Privacy Act?!? I’ve never heard of it.
It turned out it was an email concerning data privacy and how it related to driving licences. When I discovered it originated from her somewhat notorious ‘Uncle John’ I should have probably smelt a rat. Thinking she was showing me because of my penchant for this type of thing, though, I was prepared to give it the benefit of the doubt.
Anyway, the subject line read: New Drivers License and the Privacy Act. “Privacy Act - - I’ve never heard of it”, I snapped, worriedly. Was I really this ignorant? Had the existence or, even worse, the passing of such an Act in England and Wales occurred without my knowing? For someone who likes to feel that they have their finger at least partially on the IT and privacy law pulse, if this should have passed me by unawares, I was going to look like a prize turkey. And that's putting it mildly.
A quick search on Google for privacy act allayed my fears. “See, there’s no such Act”, I calmly stated. My faith in my knowledge and the general order of the world was at least partly restored. “What are all those, then?” my girlfriend questioned, pointing to a long list of hits. “Look, they’re all Canadian, Australian and American”, I retorted, almost angrily.
Still, somewhat intrigued, I read the through the body of the email:
Did you know that this was happening?
Check your driver's license information on-line.
Now you can see anyones driver's license on the Internet, including your own!
It asks for U.S. Info, but unfortunately it works for Canadian, English,
Australian and New Zealand licenses as well.
Just searched for mine....putting in England as the city and there it is, picture and all.
This is really scary. I removed mine. I suggest you all do the same.
Go to the website and check it out.
So that explained the American spelling of licence in the subject line, I thought to myself. It’s clearly an American site but they claim drivers’ details from several countries are available. Given the shocking state of the nation’s data security – many incidents of which have been documented on this blog - I couldn’t rule out completely that this wasn’t a bona fide situation being brought to the world’s attention.
It was, of course, a harmless spoof, albeit one that created a cheeky and somewhat ignominious copy of a US driver’s licence.
To my girlfriend, Sarah’s credit, she played the part well. I was surprised she was ostensibly taking it so seriously – particularly as it was from her ‘Uncle John’, and I really should have caught on sooner.

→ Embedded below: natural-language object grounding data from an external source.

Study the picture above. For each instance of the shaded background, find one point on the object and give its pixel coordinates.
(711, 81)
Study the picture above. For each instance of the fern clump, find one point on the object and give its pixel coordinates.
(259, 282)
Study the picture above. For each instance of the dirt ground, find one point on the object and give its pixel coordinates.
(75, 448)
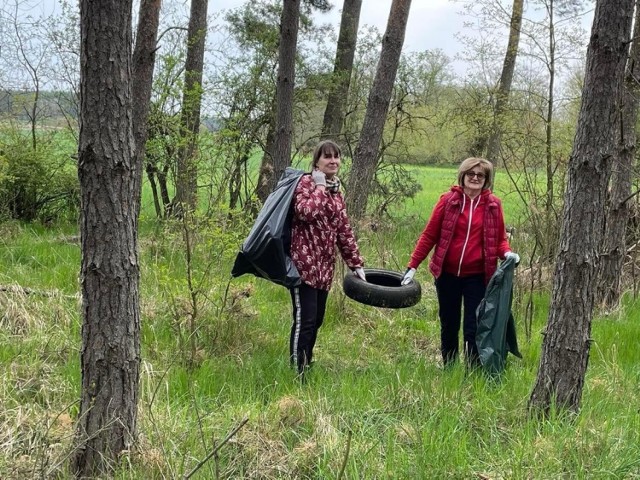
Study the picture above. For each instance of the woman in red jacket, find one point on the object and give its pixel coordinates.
(468, 232)
(319, 224)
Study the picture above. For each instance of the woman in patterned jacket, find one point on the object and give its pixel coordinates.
(468, 233)
(319, 225)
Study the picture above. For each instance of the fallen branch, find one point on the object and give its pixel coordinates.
(30, 291)
(215, 450)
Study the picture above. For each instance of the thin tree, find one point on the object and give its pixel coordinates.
(506, 79)
(278, 152)
(341, 78)
(110, 273)
(614, 247)
(187, 172)
(144, 59)
(565, 349)
(365, 157)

It was unlike her to be so trusting of anything like this. After all, this is the girl who I’ve described on more than one occasion as being ‘suspicious of ‘everywhere, everything, and everyone’. Still a forensic science degree is wont to have that effect on a person.
So, children, the moral of the story can be summed up like this: bad as the data privacy situation is in the UK, it’s not quite at this stage yet. That being said, it might not be long until this type of thing is for real.